ヴァシロウスの事を後世に残す資料館が完成して、ディオスは家族や屋敷の女中達と共に、その資料館へ訪れる。ちょっとした羞恥プレイの晒されるも、ディオス達は満喫。
その後、何時ものリンスにあるアルマ―で食事だが…今回は違っていた。
その面子は、ディオス、曙光国の一清、サルダレスのユリシーグ、レギレル国のヴィクトール、アリストス共和帝国のマリウスだった。

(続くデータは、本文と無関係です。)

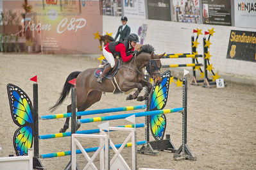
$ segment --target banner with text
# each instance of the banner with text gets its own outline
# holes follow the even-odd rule
[[[94,33],[102,33],[99,1],[3,1],[3,35],[16,40],[6,52],[101,52],[94,38]]]
[[[171,12],[173,21],[200,22],[199,0],[173,0]]]
[[[256,62],[256,32],[231,30],[226,58]]]
[[[202,0],[203,23],[231,26],[230,1]]]
[[[122,16],[121,0],[103,0],[103,15],[109,16]]]
[[[148,0],[149,19],[171,20],[169,0]]]
[[[256,28],[256,1],[235,0],[235,26]]]
[[[124,16],[129,18],[146,19],[145,1],[123,0]]]

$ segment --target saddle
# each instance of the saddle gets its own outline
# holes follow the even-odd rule
[[[101,65],[99,65],[99,68],[96,68],[96,70],[94,71],[94,76],[98,77],[101,74],[104,68],[108,65],[110,65],[110,63],[106,59],[102,60]],[[112,79],[115,76],[116,73],[118,72],[118,70],[120,68],[120,66],[121,66],[121,61],[119,59],[117,59],[117,63],[115,68],[114,68],[114,69],[111,70],[111,71],[107,73],[104,76],[104,77],[108,79]]]

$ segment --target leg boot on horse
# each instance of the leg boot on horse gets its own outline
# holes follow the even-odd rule
[[[104,79],[104,76],[108,73],[109,72],[110,72],[111,70],[115,70],[116,66],[117,65],[117,61],[116,59],[115,59],[115,66],[112,68],[111,68],[111,65],[110,64],[107,65],[105,68],[104,68],[103,71],[102,72],[102,73],[98,77],[97,81],[99,82],[100,84],[102,84]]]

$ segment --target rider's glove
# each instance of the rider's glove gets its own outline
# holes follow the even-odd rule
[[[132,56],[136,56],[137,54],[138,54],[138,51],[137,50],[135,50],[135,51],[133,51],[133,53],[132,54]]]

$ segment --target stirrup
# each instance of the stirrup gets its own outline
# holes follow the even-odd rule
[[[99,82],[100,84],[102,84],[102,81],[103,80],[103,77],[101,77],[101,76],[99,76],[97,79],[97,81]]]

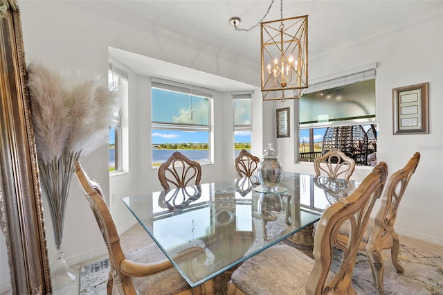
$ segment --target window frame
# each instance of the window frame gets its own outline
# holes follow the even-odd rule
[[[236,151],[237,150],[235,149],[235,132],[249,132],[249,136],[251,138],[252,138],[252,125],[253,125],[253,115],[252,115],[252,98],[253,98],[253,92],[252,91],[240,91],[240,92],[233,92],[232,93],[232,96],[233,96],[233,123],[234,123],[234,127],[233,127],[233,136],[234,136],[234,158],[236,157],[237,156],[237,153]],[[237,124],[237,122],[235,120],[235,114],[236,114],[236,111],[237,111],[237,105],[235,104],[236,102],[236,100],[249,100],[249,105],[250,105],[250,107],[249,107],[249,110],[250,110],[250,114],[249,114],[249,124]],[[250,141],[251,141],[251,139],[250,139]],[[250,146],[249,146],[249,151],[251,151],[251,149],[252,148],[252,145],[251,143],[249,143]]]
[[[158,89],[160,90],[177,92],[181,94],[190,95],[193,97],[199,97],[208,100],[208,125],[203,124],[186,124],[186,123],[172,123],[165,122],[154,121],[152,118],[152,114],[154,111],[154,107],[152,105],[154,101],[153,89]],[[213,157],[212,149],[213,144],[213,127],[212,127],[212,117],[213,117],[213,105],[214,99],[214,90],[206,89],[201,87],[196,87],[194,85],[189,85],[187,84],[180,83],[174,81],[170,81],[164,79],[160,79],[156,78],[151,78],[151,165],[153,168],[159,166],[159,163],[154,163],[152,158],[152,150],[154,150],[154,143],[152,143],[152,134],[155,130],[170,130],[178,132],[208,132],[208,161],[201,161],[201,164],[209,164],[213,163]],[[201,143],[206,144],[206,143]],[[174,151],[176,150],[171,150]],[[190,157],[191,160],[196,160]],[[198,160],[198,159],[197,159]]]
[[[116,174],[124,171],[124,162],[123,162],[123,125],[122,125],[122,104],[123,100],[127,101],[128,100],[128,90],[129,83],[129,72],[123,69],[123,66],[116,65],[114,62],[108,62],[108,79],[109,75],[112,75],[112,79],[109,81],[109,89],[113,90],[120,91],[122,85],[122,80],[125,80],[126,85],[125,86],[125,91],[120,91],[119,101],[118,103],[118,109],[116,111],[116,114],[113,117],[111,123],[109,124],[109,134],[111,129],[114,128],[114,136],[115,140],[114,145],[114,170],[111,171],[111,166],[109,165],[109,174]],[[118,81],[115,82],[115,78],[118,78]],[[123,96],[125,96],[123,97]],[[110,139],[110,138],[109,138]],[[110,163],[109,163],[110,164]]]
[[[337,78],[338,77],[338,78]],[[319,82],[318,83],[315,83],[309,85],[309,87],[307,89],[305,94],[308,94],[311,93],[315,93],[318,91],[327,91],[329,89],[332,89],[341,86],[349,85],[351,84],[354,84],[359,82],[367,81],[369,80],[374,80],[375,82],[377,82],[376,78],[376,66],[368,66],[364,69],[360,69],[359,71],[350,71],[350,73],[347,75],[343,75],[342,76],[336,75],[334,77],[330,77],[329,80],[325,80],[322,82]],[[300,99],[303,99],[302,97]],[[294,124],[296,125],[296,129],[297,130],[297,143],[296,147],[296,163],[301,163],[303,162],[300,161],[300,146],[301,145],[300,142],[300,130],[309,130],[309,153],[315,154],[316,152],[314,150],[311,150],[314,148],[314,130],[316,129],[326,129],[327,127],[343,127],[343,126],[355,126],[355,125],[377,125],[377,114],[374,117],[368,117],[364,118],[357,118],[357,119],[352,119],[352,120],[340,120],[337,122],[325,122],[325,123],[307,123],[303,124],[302,125],[300,125],[300,103],[298,101],[296,102],[297,106],[297,118]],[[309,162],[314,161],[315,159],[315,154],[313,154],[312,161],[309,161]],[[310,159],[310,158],[309,158]],[[366,167],[365,166],[362,166],[360,167]]]

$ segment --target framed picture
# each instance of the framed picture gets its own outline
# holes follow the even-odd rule
[[[277,137],[289,137],[289,108],[277,109]]]
[[[394,134],[428,133],[428,83],[394,88]]]

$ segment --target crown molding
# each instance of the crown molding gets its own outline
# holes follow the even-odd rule
[[[315,60],[339,51],[342,51],[352,46],[361,46],[368,43],[373,42],[380,39],[397,34],[400,32],[410,30],[413,28],[422,26],[424,24],[434,21],[443,17],[443,6],[437,8],[417,15],[413,17],[403,20],[392,26],[387,26],[380,30],[375,30],[370,34],[366,34],[359,38],[356,38],[343,43],[336,46],[330,48],[326,51],[309,53],[309,58]]]

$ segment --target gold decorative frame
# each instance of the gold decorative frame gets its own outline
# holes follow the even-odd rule
[[[394,88],[394,134],[428,133],[428,83]]]
[[[52,294],[20,12],[0,0],[0,226],[12,294]]]
[[[277,109],[277,137],[290,137],[289,108]]]

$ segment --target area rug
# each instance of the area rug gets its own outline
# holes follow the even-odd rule
[[[385,259],[383,285],[386,294],[443,295],[443,257],[430,255],[420,249],[401,245],[399,256],[404,274],[396,272],[390,261],[390,253],[383,253]],[[334,252],[333,270],[339,263],[339,251]],[[105,259],[80,269],[80,294],[107,294],[109,260]],[[352,284],[357,294],[376,294],[372,274],[366,255],[359,252],[356,260]]]

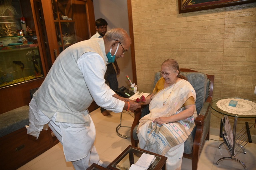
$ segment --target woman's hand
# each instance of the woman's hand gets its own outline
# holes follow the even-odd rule
[[[169,117],[159,117],[154,120],[153,122],[156,122],[159,125],[163,124],[167,124],[170,122],[169,118]]]

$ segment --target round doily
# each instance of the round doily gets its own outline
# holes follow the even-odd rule
[[[231,100],[237,101],[235,107],[228,106]],[[242,99],[225,99],[218,101],[216,103],[221,109],[233,114],[243,115],[256,115],[256,103]]]

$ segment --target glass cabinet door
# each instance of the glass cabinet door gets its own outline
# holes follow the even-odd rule
[[[42,4],[47,37],[45,42],[52,63],[65,49],[94,34],[92,0],[37,0]]]
[[[70,0],[55,0],[52,1],[60,53],[77,42],[72,5]]]

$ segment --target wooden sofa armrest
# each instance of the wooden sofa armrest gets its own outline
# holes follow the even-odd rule
[[[209,139],[210,124],[211,120],[210,102],[212,97],[209,97],[204,104],[200,113],[195,120],[196,131],[193,143],[193,154],[199,155],[204,144],[206,139]],[[197,152],[197,153],[195,153]]]
[[[135,143],[134,139],[133,138],[133,129],[135,127],[136,127],[139,123],[139,120],[141,117],[141,111],[143,109],[146,107],[146,105],[142,105],[140,108],[137,109],[135,110],[134,112],[134,119],[132,125],[132,127],[131,128],[131,141],[132,142],[132,146],[137,146],[137,144]]]

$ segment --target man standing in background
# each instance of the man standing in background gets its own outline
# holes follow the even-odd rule
[[[96,34],[92,36],[90,39],[103,38],[107,32],[107,26],[108,25],[108,23],[105,20],[99,18],[95,21],[95,24],[96,26],[95,28],[97,31]],[[116,73],[112,63],[109,63],[107,67],[107,71],[105,73],[104,78],[106,80],[106,84],[107,84],[108,83],[109,87],[112,90],[115,91],[118,88],[118,82],[117,81],[116,76],[120,73],[120,69],[118,67],[118,65],[116,60],[115,61],[114,64],[116,67]],[[106,109],[101,107],[100,112],[103,116],[107,116],[110,115],[110,114]]]

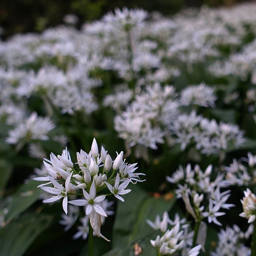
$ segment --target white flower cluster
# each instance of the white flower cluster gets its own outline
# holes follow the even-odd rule
[[[49,118],[38,116],[34,112],[10,130],[6,140],[10,144],[16,144],[22,139],[47,140],[48,133],[55,127]]]
[[[182,114],[170,125],[170,130],[175,141],[181,144],[182,150],[188,145],[195,144],[202,154],[210,155],[228,149],[229,146],[237,146],[244,142],[243,132],[236,125],[209,120],[192,111]]]
[[[228,185],[224,180],[224,175],[218,175],[211,180],[212,170],[211,165],[203,172],[198,165],[193,169],[188,164],[185,169],[180,166],[171,177],[167,176],[166,179],[171,183],[178,184],[176,197],[182,198],[186,210],[195,221],[200,222],[207,218],[209,223],[213,222],[222,226],[217,218],[226,214],[220,210],[229,210],[235,206],[226,203],[230,190],[220,191]]]
[[[250,152],[247,158],[236,159],[229,166],[225,166],[226,178],[231,185],[254,186],[256,182],[256,156]]]
[[[214,252],[211,256],[250,256],[250,249],[246,246],[243,242],[248,240],[252,233],[253,226],[249,226],[244,232],[236,225],[233,228],[227,227],[222,229],[218,234],[218,242]]]
[[[194,104],[204,107],[214,107],[217,97],[214,89],[202,83],[188,86],[181,92],[180,101],[184,105]]]
[[[196,256],[199,254],[201,246],[192,248],[194,232],[189,232],[189,225],[185,223],[185,219],[180,219],[178,214],[175,215],[172,221],[165,212],[162,220],[159,215],[157,215],[154,222],[149,220],[146,222],[153,229],[162,232],[162,236],[157,236],[155,240],[150,240],[151,245],[156,248],[158,255],[176,255],[179,252],[181,256]]]
[[[66,214],[68,212],[68,203],[75,206],[86,206],[85,214],[89,216],[90,224],[96,234],[107,240],[100,233],[100,226],[104,221],[101,216],[107,217],[106,211],[110,206],[107,201],[104,201],[106,196],[114,195],[124,202],[122,196],[131,191],[130,189],[126,189],[129,184],[144,181],[140,180],[139,176],[144,174],[135,172],[138,168],[136,164],[126,163],[125,160],[123,160],[123,155],[122,151],[113,162],[103,146],[100,154],[99,154],[95,138],[88,154],[82,150],[77,153],[78,169],[74,168],[66,148],[61,155],[56,156],[51,153],[50,160],[45,159],[44,162],[48,172],[47,175],[34,179],[47,182],[38,187],[54,195],[44,200],[43,202],[51,203],[63,199],[62,207]],[[64,184],[62,184],[62,181],[65,181]],[[46,186],[49,185],[53,185],[53,187]],[[110,193],[108,194],[105,192],[101,194],[107,189]],[[78,193],[78,191],[80,190],[82,193]],[[74,195],[82,196],[82,198],[68,201],[68,198]],[[110,214],[112,214],[112,212]],[[72,210],[70,214],[65,217],[62,223],[67,225],[67,228],[68,228],[77,218],[76,214],[74,214]],[[82,221],[82,226],[84,228],[88,225],[88,220],[86,222],[86,219],[83,219]],[[80,231],[82,232],[81,230]],[[84,231],[85,230],[83,230]],[[82,233],[79,234],[76,237],[80,236]],[[84,238],[85,235],[83,234]]]
[[[154,149],[164,142],[161,125],[174,120],[179,113],[175,90],[159,83],[148,86],[114,120],[115,128],[130,147],[142,145]]]

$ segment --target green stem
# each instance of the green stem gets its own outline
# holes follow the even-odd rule
[[[194,237],[193,238],[193,245],[192,247],[194,247],[196,246],[196,238],[198,233],[198,230],[199,229],[199,226],[200,225],[200,221],[196,221],[195,223],[195,228],[194,230]]]
[[[93,256],[93,230],[89,222],[89,256]]]
[[[162,255],[160,253],[159,249],[158,248],[156,248],[156,254],[157,256],[162,256]]]
[[[253,233],[252,238],[252,242],[251,243],[251,250],[252,253],[251,255],[256,255],[256,222],[254,222],[253,226]]]

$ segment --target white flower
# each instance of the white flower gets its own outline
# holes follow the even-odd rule
[[[42,186],[40,188],[45,191],[55,196],[48,199],[44,200],[43,202],[51,203],[63,198],[62,207],[66,214],[68,214],[68,193],[70,186],[70,180],[72,174],[73,172],[70,172],[65,182],[65,188],[58,183],[52,177],[49,176],[49,179],[51,182],[53,184],[54,187]]]
[[[112,159],[111,157],[108,154],[106,158],[106,160],[104,164],[104,168],[106,171],[108,171],[112,167]]]
[[[113,169],[118,170],[120,165],[123,162],[123,156],[124,155],[124,152],[121,151],[120,154],[116,157],[113,164]]]
[[[120,195],[125,195],[132,191],[130,189],[124,189],[128,185],[129,185],[130,180],[126,180],[122,183],[119,185],[120,182],[120,178],[119,177],[119,174],[118,173],[116,174],[116,178],[114,186],[107,182],[105,183],[109,191],[113,194],[118,199],[119,199],[119,200],[120,200],[122,202],[124,202],[124,198],[121,197]]]
[[[218,221],[216,218],[216,217],[222,216],[226,214],[225,212],[218,212],[221,206],[221,203],[218,203],[213,206],[212,200],[211,199],[209,199],[209,211],[203,213],[204,217],[208,217],[208,221],[209,223],[213,222],[215,224],[218,226],[222,226],[221,223]]]
[[[188,252],[187,256],[197,256],[199,254],[201,247],[202,246],[199,245],[196,246],[194,248],[192,248]]]
[[[256,218],[256,196],[249,188],[244,193],[244,197],[241,200],[244,211],[239,216],[248,219],[248,223],[251,223]]]
[[[99,149],[98,147],[98,144],[95,138],[94,138],[92,144],[92,148],[91,149],[92,156],[93,157],[98,157],[99,155]]]
[[[83,190],[83,194],[85,199],[78,199],[69,201],[69,203],[78,206],[86,206],[86,214],[89,215],[92,211],[95,211],[98,214],[107,217],[105,211],[100,205],[99,203],[102,202],[106,197],[105,195],[96,196],[96,187],[94,181],[92,182],[90,188],[90,194],[84,190]]]

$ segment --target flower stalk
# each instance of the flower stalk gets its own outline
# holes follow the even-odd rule
[[[93,256],[93,230],[89,222],[89,256]]]
[[[200,221],[196,221],[196,223],[195,223],[195,227],[194,230],[194,237],[193,237],[192,247],[194,247],[196,246],[196,238],[197,238],[197,236],[198,234],[200,222]]]
[[[256,255],[256,223],[255,222],[253,225],[253,233],[251,243],[251,255]]]

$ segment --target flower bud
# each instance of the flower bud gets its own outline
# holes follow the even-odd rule
[[[123,163],[123,156],[124,152],[121,151],[121,153],[116,157],[113,164],[113,169],[117,170],[120,167],[121,164]]]
[[[106,181],[107,179],[108,179],[108,178],[107,178],[106,175],[103,174],[102,175],[102,182],[104,182],[105,181]]]
[[[106,171],[108,171],[112,166],[112,159],[111,157],[108,154],[106,158],[104,168]]]
[[[86,183],[88,184],[91,181],[91,175],[89,172],[87,170],[84,171],[84,179]]]
[[[92,161],[89,167],[89,171],[91,175],[94,176],[99,172],[99,166],[94,161]]]
[[[96,186],[100,186],[102,183],[102,176],[100,174],[99,175],[95,175],[93,177],[93,180],[95,182],[95,185]]]
[[[101,150],[100,151],[100,159],[102,163],[105,162],[106,158],[107,157],[107,152],[105,150],[105,148],[102,146]]]
[[[98,157],[99,155],[99,150],[95,138],[93,139],[91,150],[92,151],[92,156],[94,157]]]
[[[79,185],[78,185],[76,186],[79,188],[84,189],[86,187],[86,184],[85,183],[81,183],[81,184],[79,184]]]
[[[79,175],[79,174],[74,174],[73,176],[73,177],[78,180],[82,180],[83,178],[83,177],[81,175]]]

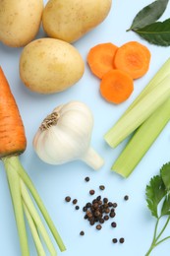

ディオスが今いる場所は、ヴァシロウスの魔導石の山が鎮座する海が見える海岸である。
そう、港都市リンスの傍だ。
そこの直ぐ近くに五つのドーム状の大きな施設が建築されて、今日完成の日の目を見る。
施設の名前は、ヴァシロウス資料館。
ヴァシロウスに関する事を後世に残す為に建造された施設だ。
その完成と開館の為のテープカットにディオス達、家族が全員が呼ばれた。
無論、そこには屋敷の仲間であるレベッカにユーリ、チズ、ココナもいる。
ディオスは渋い顔をして、背後に家族と屋敷の仲間達に、沢山の観衆に見守られ、入口のテープを切った。
ワァァァァァァァァァァァァ
歓声が資料館全体を包む。
そして、目映いシャッターの嵐がディオスを包んだ。
ディオスは、切ったテープを持ちながら
何の放置プレーだ?
恥ずかしかった。
ヴァシロウス資料館の最初の来場者は、もちろん、ディオスである。
それは当然という空気が全体を包んでいた。
ディオスは、来館の入口に来ると、入場の切符なんて必要ないのに、切符を切る女性がいて、ディオスが自分だけに用意された入場の切符を切って貰う。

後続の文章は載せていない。